“What goes on in your innermost being is worth all your
love, this is what you must work on however you can and not waste too much time
and too much energy on clarifying your attitude to other people.”
Rainer Maria Rilke, Letters to a Young Poet
As Rilke states, I have my hands full working on myself to
spend much time working on you. It’s not
that I’m not empathetic towards you or unconcerned about your situation, it’s
just that on any given day I’m too busy dealing with my own issues.
Delving into one’s “innermost being” is hard work. And usually you need some help. Although the
first professional counselor I saw came highly recommended, I went reluctantly. Jack worked out of a room in a United Methodist Church on Signal Mountain,
Tennessee. He was not affiliated as a
minister of that church, he just used their room. I don’t recall the first thing he said to me,
but I vividly recall the first thing I said to him. I said, “I’m uncomfortable with paying you to
listen to me.” And then I remember as he
responded with, “Do you want to talk or not?”
And I said that I did. Like so
many people do, at that time I blamed my emotional problems on unresolved
issues with my parents, especially my father.
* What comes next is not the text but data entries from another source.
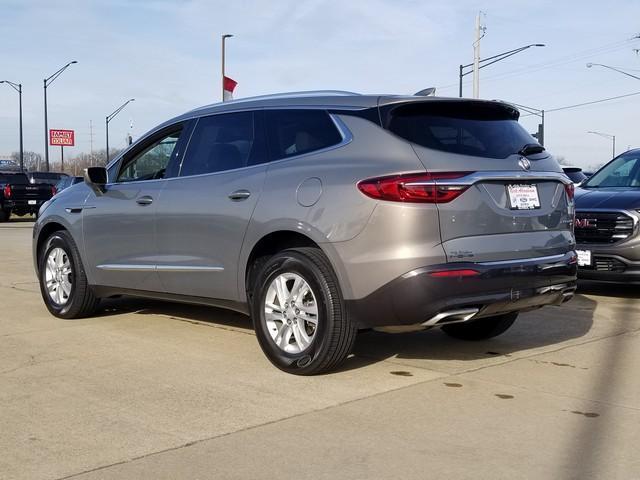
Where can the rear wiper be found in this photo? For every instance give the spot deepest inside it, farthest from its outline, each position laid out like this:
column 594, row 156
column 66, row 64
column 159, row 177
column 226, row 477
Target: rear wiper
column 530, row 149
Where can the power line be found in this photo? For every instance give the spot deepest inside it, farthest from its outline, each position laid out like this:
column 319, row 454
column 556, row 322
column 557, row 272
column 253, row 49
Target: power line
column 587, row 103
column 563, row 60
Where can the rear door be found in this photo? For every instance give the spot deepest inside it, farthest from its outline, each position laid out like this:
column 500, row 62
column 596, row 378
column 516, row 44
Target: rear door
column 515, row 204
column 204, row 211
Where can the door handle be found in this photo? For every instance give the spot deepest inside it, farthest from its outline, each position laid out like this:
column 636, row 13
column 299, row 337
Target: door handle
column 145, row 200
column 239, row 195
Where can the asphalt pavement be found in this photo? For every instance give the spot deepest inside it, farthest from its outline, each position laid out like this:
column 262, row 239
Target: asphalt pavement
column 155, row 390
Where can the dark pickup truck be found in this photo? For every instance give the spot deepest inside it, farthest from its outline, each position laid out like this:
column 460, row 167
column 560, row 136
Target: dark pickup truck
column 607, row 224
column 19, row 196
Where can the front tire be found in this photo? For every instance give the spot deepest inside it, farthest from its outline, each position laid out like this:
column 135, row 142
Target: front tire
column 482, row 328
column 299, row 314
column 63, row 282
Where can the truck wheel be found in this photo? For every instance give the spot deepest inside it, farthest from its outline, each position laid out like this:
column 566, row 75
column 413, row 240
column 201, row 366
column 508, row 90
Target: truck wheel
column 482, row 328
column 63, row 282
column 298, row 313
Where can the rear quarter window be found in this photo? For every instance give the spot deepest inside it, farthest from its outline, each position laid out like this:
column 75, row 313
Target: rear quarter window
column 14, row 178
column 468, row 128
column 295, row 132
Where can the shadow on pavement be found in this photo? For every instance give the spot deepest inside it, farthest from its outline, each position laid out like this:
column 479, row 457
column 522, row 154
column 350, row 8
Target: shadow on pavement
column 177, row 311
column 622, row 290
column 540, row 328
column 544, row 327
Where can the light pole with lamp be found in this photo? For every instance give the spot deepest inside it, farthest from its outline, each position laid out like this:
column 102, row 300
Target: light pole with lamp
column 493, row 59
column 610, row 137
column 589, row 65
column 18, row 88
column 48, row 81
column 110, row 117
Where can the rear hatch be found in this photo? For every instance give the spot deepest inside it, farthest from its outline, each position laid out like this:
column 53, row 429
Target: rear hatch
column 516, row 202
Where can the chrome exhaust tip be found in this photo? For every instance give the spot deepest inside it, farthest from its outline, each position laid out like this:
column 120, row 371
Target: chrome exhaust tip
column 452, row 316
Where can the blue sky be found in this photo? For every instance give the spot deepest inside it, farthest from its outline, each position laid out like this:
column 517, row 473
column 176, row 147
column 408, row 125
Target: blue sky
column 166, row 54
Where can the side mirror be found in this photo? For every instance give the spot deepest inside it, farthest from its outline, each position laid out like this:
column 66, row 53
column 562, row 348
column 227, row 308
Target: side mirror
column 96, row 179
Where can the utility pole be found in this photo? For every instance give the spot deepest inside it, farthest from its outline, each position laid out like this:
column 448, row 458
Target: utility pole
column 480, row 29
column 91, row 137
column 224, row 39
column 48, row 81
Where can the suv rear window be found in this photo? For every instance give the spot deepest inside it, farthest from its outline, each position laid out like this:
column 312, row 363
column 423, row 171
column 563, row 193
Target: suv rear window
column 468, row 128
column 294, row 132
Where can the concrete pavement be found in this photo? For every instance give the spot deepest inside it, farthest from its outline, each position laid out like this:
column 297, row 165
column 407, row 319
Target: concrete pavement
column 157, row 390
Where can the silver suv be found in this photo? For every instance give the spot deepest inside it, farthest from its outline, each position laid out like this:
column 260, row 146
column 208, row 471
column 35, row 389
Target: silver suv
column 320, row 214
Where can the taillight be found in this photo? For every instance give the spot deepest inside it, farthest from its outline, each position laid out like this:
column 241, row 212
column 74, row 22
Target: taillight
column 414, row 187
column 466, row 272
column 571, row 190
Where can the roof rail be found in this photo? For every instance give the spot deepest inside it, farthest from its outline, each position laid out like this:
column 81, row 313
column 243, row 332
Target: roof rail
column 308, row 93
column 304, row 93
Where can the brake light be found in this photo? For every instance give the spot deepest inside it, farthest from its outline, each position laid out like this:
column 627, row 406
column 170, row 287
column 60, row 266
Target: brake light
column 467, row 272
column 571, row 190
column 414, row 187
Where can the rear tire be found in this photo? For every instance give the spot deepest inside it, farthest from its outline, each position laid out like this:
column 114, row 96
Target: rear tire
column 63, row 282
column 298, row 313
column 482, row 328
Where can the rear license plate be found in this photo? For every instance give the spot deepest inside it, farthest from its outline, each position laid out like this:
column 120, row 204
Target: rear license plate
column 523, row 197
column 584, row 258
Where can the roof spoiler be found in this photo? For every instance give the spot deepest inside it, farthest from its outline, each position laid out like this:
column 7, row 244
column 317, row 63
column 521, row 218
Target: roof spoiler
column 431, row 91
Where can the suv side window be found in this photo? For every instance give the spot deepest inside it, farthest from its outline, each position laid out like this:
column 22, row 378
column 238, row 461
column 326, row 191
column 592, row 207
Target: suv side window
column 150, row 163
column 224, row 142
column 294, row 132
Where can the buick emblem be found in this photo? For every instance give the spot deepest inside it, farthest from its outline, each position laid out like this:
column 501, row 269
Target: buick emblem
column 586, row 223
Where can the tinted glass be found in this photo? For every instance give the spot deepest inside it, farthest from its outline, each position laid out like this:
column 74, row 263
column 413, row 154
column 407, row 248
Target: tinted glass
column 624, row 171
column 294, row 132
column 576, row 176
column 469, row 129
column 14, row 178
column 152, row 162
column 223, row 142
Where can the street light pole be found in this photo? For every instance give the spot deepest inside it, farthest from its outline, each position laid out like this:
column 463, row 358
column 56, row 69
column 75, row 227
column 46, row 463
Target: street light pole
column 493, row 59
column 18, row 88
column 589, row 65
column 110, row 117
column 224, row 39
column 48, row 81
column 539, row 113
column 610, row 137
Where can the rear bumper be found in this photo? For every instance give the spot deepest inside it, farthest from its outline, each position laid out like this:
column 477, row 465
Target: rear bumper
column 501, row 287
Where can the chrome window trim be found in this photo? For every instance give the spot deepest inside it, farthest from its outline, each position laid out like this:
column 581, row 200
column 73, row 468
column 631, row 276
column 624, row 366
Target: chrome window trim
column 157, row 268
column 345, row 133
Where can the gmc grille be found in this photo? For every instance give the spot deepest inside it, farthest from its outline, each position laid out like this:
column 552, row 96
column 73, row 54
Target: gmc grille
column 607, row 264
column 602, row 227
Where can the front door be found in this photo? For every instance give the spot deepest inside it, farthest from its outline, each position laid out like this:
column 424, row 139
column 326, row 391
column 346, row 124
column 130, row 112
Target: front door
column 203, row 213
column 119, row 226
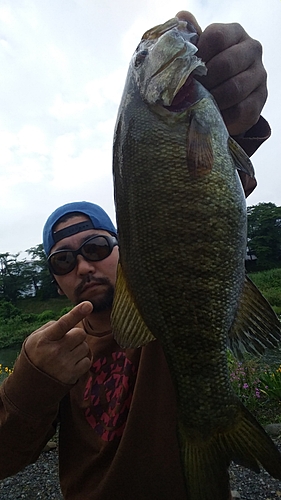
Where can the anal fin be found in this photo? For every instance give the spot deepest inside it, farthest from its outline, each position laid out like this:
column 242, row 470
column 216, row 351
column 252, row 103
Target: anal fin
column 256, row 326
column 129, row 329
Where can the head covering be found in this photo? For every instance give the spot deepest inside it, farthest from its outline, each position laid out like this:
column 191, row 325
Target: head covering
column 98, row 217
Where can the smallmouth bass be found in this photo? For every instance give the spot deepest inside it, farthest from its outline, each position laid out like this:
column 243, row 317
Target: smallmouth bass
column 181, row 218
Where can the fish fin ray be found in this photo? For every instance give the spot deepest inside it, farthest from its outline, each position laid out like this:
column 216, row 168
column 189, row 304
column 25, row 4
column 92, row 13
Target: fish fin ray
column 256, row 327
column 199, row 149
column 240, row 158
column 128, row 327
column 206, row 460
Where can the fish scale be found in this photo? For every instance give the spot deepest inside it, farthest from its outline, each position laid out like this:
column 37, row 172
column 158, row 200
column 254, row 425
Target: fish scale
column 181, row 218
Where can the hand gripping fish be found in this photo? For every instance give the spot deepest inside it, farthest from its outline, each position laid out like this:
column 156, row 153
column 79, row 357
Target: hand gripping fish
column 181, row 219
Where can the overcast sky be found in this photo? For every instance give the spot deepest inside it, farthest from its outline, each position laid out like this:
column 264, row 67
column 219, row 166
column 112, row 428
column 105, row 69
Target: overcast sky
column 63, row 67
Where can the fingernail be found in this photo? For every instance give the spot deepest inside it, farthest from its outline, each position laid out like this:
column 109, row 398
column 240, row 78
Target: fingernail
column 86, row 308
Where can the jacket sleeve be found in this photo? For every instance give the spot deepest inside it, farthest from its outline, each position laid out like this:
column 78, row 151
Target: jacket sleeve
column 29, row 405
column 250, row 142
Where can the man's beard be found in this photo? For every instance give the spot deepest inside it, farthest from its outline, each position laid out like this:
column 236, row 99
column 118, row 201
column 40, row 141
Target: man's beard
column 101, row 303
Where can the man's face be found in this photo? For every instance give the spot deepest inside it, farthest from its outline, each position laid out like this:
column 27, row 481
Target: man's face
column 93, row 281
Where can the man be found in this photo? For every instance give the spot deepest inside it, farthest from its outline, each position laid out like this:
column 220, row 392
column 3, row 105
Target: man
column 116, row 407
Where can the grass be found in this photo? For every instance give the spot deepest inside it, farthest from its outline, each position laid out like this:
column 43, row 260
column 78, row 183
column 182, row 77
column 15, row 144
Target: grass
column 18, row 321
column 257, row 381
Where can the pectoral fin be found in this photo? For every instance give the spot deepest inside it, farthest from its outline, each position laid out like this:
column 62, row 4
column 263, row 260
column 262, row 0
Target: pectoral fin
column 241, row 159
column 199, row 148
column 256, row 326
column 129, row 329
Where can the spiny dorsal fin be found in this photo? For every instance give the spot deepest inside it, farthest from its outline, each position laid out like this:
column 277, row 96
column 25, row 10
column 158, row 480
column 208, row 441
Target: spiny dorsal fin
column 256, row 326
column 129, row 329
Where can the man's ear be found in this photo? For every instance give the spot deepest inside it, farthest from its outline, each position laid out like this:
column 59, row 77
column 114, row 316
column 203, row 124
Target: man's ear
column 59, row 290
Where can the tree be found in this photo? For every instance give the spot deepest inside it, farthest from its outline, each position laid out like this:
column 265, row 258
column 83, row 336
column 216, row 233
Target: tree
column 264, row 234
column 39, row 273
column 12, row 281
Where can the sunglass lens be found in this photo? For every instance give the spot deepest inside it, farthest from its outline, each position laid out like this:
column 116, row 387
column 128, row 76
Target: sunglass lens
column 63, row 262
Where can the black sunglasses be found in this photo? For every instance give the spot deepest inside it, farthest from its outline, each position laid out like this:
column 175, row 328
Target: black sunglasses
column 94, row 249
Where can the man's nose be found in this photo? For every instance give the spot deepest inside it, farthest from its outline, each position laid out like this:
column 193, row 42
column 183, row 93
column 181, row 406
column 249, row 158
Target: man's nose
column 84, row 266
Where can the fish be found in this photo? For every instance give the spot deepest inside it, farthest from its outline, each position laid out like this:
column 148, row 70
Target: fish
column 182, row 231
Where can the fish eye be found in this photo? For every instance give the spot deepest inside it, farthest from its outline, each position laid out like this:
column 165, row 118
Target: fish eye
column 140, row 56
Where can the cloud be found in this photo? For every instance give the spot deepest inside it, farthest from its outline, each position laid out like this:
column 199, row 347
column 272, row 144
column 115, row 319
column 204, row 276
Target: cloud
column 63, row 67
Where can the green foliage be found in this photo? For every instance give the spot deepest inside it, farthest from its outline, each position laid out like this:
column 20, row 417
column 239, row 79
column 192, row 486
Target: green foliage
column 264, row 234
column 249, row 380
column 46, row 316
column 269, row 283
column 17, row 322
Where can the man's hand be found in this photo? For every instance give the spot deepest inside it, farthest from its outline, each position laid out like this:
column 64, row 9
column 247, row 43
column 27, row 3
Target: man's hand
column 236, row 76
column 59, row 348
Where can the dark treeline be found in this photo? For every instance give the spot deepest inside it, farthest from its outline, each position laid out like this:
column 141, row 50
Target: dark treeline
column 31, row 278
column 264, row 236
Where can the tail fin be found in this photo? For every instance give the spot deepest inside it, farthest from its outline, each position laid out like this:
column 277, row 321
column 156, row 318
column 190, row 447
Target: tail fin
column 206, row 461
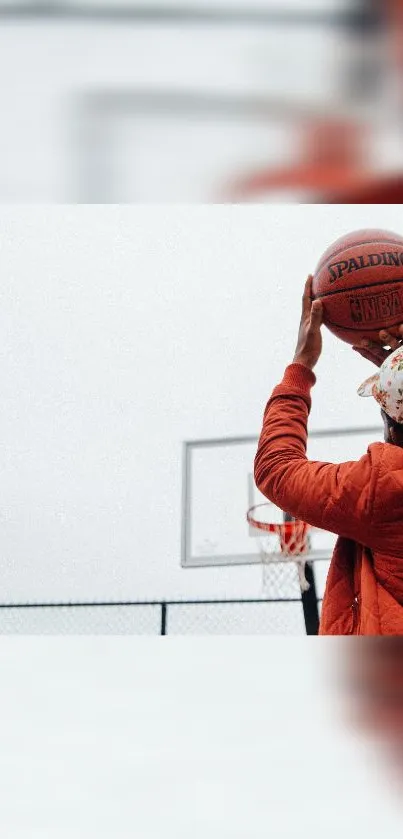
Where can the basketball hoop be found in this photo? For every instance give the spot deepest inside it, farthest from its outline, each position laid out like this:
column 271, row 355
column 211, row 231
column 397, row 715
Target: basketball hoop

Jack heard me out as I explained that about all my dad ever did was fish
and golf and that if I wanted a relationship with him it had to be on his
terms. My counselor, who by now was
probably growing annoyed said, “Then I suggest you do some fishing and golfing.”
And I did just that.
Over the next ten years I lost count of the trips I took to
fish and golf with my father. We golfed at either the Enterprise Country Club or
one of the courses near me in the northwest Georgia area. I never beat him, and few did, but I was at
least competitive and we had great fun. We fished quite often at West Bay,
Florida or in my grandfather’s pond outside of Enterprise near New Brockton,
Alabama. When the Bible says, “Work out your own salvation with fear and
trembling” who knew you could work it out on a golf course or in a boat holding
a rod and reel. We continued to fish and golf after Dad was diagnosed with lung
cancer until he was incapable of making the effort. Whatever I paid that counselor to listen to
me and talk to me is worth its weight in gold. Maybe I would have figured it
out without him, but I would have wasted precious time.
After I had returned home after Dad’s funeral, the song “The
Living Years” by Mike and the Mechanics played on my car’s radio. Hearing the lyrics about unresolved
issues and unresolved grief with the writer’s father I was so deeply grateful
that Dad and I, without ever having “a talk”, had worked much of it out just by
spending that much time together. "I wasn't there that morning when my father passed away. I didn't get to tell him all the things I had to say" thankfully didn't apply to me. When I cried listening to the song it wasn't for pain or anger; I cried for joy and gratitude.
But all my problems weren’t solved. I saw my last counselor twenty six years
until he retired last fall. Rilke says, “What goes on in your innermost being
is worth all your love, this is what you must work on.” After all that time and
all that work with Dr. Brown, all of my emotional issues still aren’t resolved. I still need help. I already miss my counselor and friend so much. But I will always see the smile on his face
and hear him as he closed out each session with “Good work.”
"I just wish I could have told him in the living years." I did tell my father. And he told me. And for that I'm eternally grateful. Thanks Jack. What do I owe you?